Soltanto l’avvio di una nuova stagione d’impegno collettivo, successiva alle stragi del 1992, consentì la piena realizzazione della strategia di aggredire i patrimoni mafiosi. Nel periodo 1993/2004 furono sequestrati beni per un valore di circa 12.000 miliardi di lire (circa 6,2 miliardi di Euro). Nel solo periodo 1.7.2002-30.6.2003 furono sequestrati beni per un valore di circa 1492 miliardi di lire (pari a circa 772 milioni di Euro). Nel periodo 1.1.2000-30.06.2004 furono avanzate ben 287 proposte di carattere patrimoniale, con un aumento di quasi il 500% rispetto al triennio 1996/1998.
Ricordo l’esperienza drammatica vissuta in quegli anni da Procuratore di Palermo, quando ricevevo quasi giornalmente amministratori giudiziari, i quali, seppur nominati e gestiti dai Tribunali per le misure di prevenzione, mi chiedevano di far da tramite con i carabinieri o con la Guardia di finanza per tutti i problemi creati sul territorio dalla presenza mafiosa.
Portai con me quell’esperienza nel mio successivo incarico di Procuratore Nazionale Antimafia, in quel ruolo dedicai moltissime energie a ideare una strategia capace di adattarsi al dinamismo e alla ricerca di invisibilità delle mafie, soprattutto in relazione alla loro capacità di cambiare pelle.

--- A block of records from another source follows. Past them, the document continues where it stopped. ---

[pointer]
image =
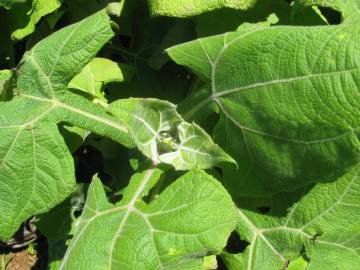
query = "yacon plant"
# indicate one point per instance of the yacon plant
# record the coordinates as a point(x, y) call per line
point(263, 146)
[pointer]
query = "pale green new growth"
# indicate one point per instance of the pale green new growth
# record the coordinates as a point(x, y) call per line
point(191, 218)
point(288, 100)
point(325, 221)
point(36, 168)
point(187, 8)
point(163, 136)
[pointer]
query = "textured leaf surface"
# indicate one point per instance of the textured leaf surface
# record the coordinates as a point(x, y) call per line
point(349, 9)
point(39, 9)
point(98, 73)
point(288, 100)
point(4, 76)
point(162, 135)
point(187, 8)
point(174, 231)
point(36, 168)
point(325, 221)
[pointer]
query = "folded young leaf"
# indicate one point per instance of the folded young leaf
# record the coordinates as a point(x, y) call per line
point(188, 8)
point(288, 100)
point(182, 225)
point(323, 226)
point(36, 168)
point(163, 136)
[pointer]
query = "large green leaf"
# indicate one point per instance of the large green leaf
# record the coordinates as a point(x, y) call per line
point(174, 231)
point(37, 10)
point(36, 168)
point(288, 100)
point(187, 8)
point(163, 136)
point(323, 226)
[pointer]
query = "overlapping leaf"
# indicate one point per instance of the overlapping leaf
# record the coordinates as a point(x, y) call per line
point(288, 100)
point(36, 168)
point(174, 231)
point(4, 76)
point(187, 8)
point(323, 226)
point(98, 73)
point(349, 9)
point(163, 136)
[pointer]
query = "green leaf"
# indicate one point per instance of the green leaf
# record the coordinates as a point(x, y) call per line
point(225, 20)
point(39, 9)
point(288, 95)
point(4, 76)
point(323, 224)
point(9, 3)
point(163, 136)
point(98, 73)
point(182, 225)
point(349, 9)
point(36, 168)
point(58, 223)
point(187, 8)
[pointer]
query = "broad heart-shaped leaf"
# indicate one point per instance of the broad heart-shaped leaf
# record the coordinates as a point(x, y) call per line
point(288, 100)
point(36, 168)
point(98, 73)
point(8, 3)
point(38, 9)
point(163, 136)
point(324, 224)
point(349, 9)
point(193, 217)
point(188, 8)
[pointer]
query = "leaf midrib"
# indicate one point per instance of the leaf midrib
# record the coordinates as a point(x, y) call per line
point(55, 103)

Non mancai di esercitare il mio ruolo di pungolo positivo nei riguardi del governo e del legislatore, chiedendo che finalmente al Procuratore nazionale e distrettuale antimafia (istituzionalmente in possesso di tutte le informazioni acquisite dalle indagini antimafia) fosse attribuito il potere di proposta delle misure di prevenzione personali e patrimoniali nei confronti degli indiziati di tutti i delitti di loro competenza, quindi ben oltre quelli della sola associazione mafiosa, prima di competenza delle procure ordinarie sparse sul territorio. Inoltre chiedevo di introdurre il principio di autonomia dell’azione di prevenzione reale, rompendo la accessorietà delle misure patrimoniali a quelle personali, senza le quali, in carenza della attualità della pericolosità o in caso di morte, i beni sequestrati venivano restituiti. Si trattava di tracciare una diversa linea di politica criminale. Tali rilevanti modifiche al sistema furono pienamente accolte dal d.l. n. 92/2008, conv. dalla legge n. 125/2008.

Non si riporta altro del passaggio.